A more important requirement has been to establish a "symmetry" between the contras and the Salvadoran guerrillas. This "symmetry" was crucial for U.S. government propaganda, hence a media staple. It is readily established by ignoring the scale and character of U.S. aid to the contras and direct involvement in their terror, and by the insistent claim that although rebels in El Salvador deny receiving support from Nicaragua, "ample evidence shows it exists, and it is questionable how long they could survive without it," as James LeMoyne reported after the Central American peace accords were signed in August 1987.[6] LeMoyne presented no evidence, then or ever, to support this claim. He has yet to comment on the failure of the U.S. government, which is not entirely lacking in facilities, to provide any credible evidence since early 1981 -- and little enough then -- as was noted by the World Court, which reviewed the public materials produced by the U.S. government to establish its case, dismissing them as lacking substantive basis.[7] The claim is a propaganda necessity; therefore it is true.
[1] Addendum to p. 80.
[2] AP, NYT, Jan. 5; Stephen Kinzer, NYT, Jan. 6; AP, BG, Jan. 8; editorial, NYT, Jan. 8; Bernard Weinraub, NYT, Jan. 15; Abrams, Op-Ed, NYT, Jan. 15; David Shipler, NYT, Feb. 26, 1986.

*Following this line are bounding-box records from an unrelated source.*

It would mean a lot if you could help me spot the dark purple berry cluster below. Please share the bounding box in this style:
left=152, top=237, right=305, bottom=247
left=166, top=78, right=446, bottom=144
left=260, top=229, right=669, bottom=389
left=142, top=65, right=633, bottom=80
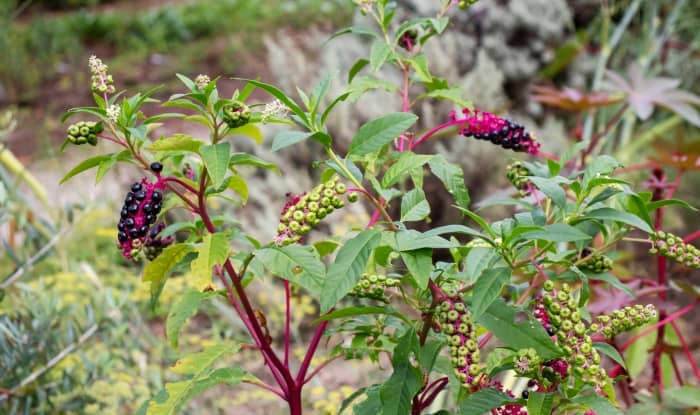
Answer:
left=117, top=162, right=165, bottom=259
left=66, top=121, right=104, bottom=146
left=436, top=292, right=483, bottom=390
left=649, top=231, right=700, bottom=268
left=450, top=108, right=540, bottom=154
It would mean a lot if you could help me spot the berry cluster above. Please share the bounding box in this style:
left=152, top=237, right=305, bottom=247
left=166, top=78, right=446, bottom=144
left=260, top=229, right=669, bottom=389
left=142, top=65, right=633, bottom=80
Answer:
left=88, top=55, right=115, bottom=94
left=275, top=177, right=357, bottom=245
left=542, top=281, right=610, bottom=389
left=450, top=108, right=540, bottom=154
left=66, top=121, right=104, bottom=146
left=436, top=292, right=483, bottom=389
left=649, top=231, right=700, bottom=268
left=117, top=162, right=165, bottom=259
left=578, top=252, right=612, bottom=274
left=506, top=161, right=532, bottom=196
left=349, top=273, right=400, bottom=302
left=221, top=101, right=250, bottom=128
left=589, top=304, right=656, bottom=338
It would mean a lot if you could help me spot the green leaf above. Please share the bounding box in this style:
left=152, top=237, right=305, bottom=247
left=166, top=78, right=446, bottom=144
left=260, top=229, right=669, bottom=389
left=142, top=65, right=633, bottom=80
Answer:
left=458, top=388, right=517, bottom=415
left=147, top=344, right=246, bottom=415
left=146, top=134, right=202, bottom=153
left=199, top=142, right=231, bottom=188
left=401, top=189, right=430, bottom=222
left=59, top=153, right=114, bottom=184
left=233, top=78, right=310, bottom=126
left=165, top=289, right=215, bottom=348
left=255, top=245, right=326, bottom=296
left=142, top=243, right=193, bottom=295
left=522, top=223, right=591, bottom=242
left=585, top=207, right=654, bottom=233
left=470, top=267, right=512, bottom=320
left=272, top=131, right=313, bottom=151
left=593, top=342, right=627, bottom=370
left=527, top=391, right=554, bottom=415
left=369, top=39, right=391, bottom=72
left=479, top=298, right=561, bottom=360
left=571, top=393, right=623, bottom=415
left=348, top=112, right=418, bottom=156
left=428, top=155, right=470, bottom=209
left=382, top=151, right=433, bottom=188
left=401, top=248, right=433, bottom=290
left=396, top=229, right=458, bottom=252
left=190, top=233, right=230, bottom=290
left=408, top=53, right=433, bottom=83
left=226, top=124, right=263, bottom=144
left=321, top=229, right=381, bottom=313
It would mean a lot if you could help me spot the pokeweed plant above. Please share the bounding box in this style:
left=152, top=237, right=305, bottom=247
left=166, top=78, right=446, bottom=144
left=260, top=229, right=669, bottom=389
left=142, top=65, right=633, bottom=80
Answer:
left=57, top=0, right=697, bottom=415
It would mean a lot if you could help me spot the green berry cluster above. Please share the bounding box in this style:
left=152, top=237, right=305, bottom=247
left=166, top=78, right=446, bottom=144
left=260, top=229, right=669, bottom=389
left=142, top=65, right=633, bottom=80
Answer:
left=66, top=121, right=104, bottom=146
left=350, top=273, right=400, bottom=302
left=589, top=304, right=657, bottom=338
left=649, top=231, right=700, bottom=268
left=506, top=161, right=532, bottom=196
left=578, top=254, right=612, bottom=274
left=221, top=101, right=250, bottom=128
left=275, top=177, right=350, bottom=245
left=542, top=281, right=610, bottom=388
left=436, top=292, right=483, bottom=389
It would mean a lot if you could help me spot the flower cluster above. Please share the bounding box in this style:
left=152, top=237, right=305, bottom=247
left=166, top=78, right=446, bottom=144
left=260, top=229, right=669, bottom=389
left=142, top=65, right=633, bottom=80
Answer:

[3] Beecher, "Pressuring Nicaragua," Jan. 17, 1986.
[4] Hamilton, ms., 1987.
[5] For extensive documentation on how charges known to be false are maintained for propaganda purposes, and the interesting reaction to the exposure of these facts, see references cited in appendix I, section 1.
[6] NYT, Aug. 13, 1987.
[7] For a detailed review of the major State Department allegations, see Morley and Petras, The Reagan Administration and Nicaragua.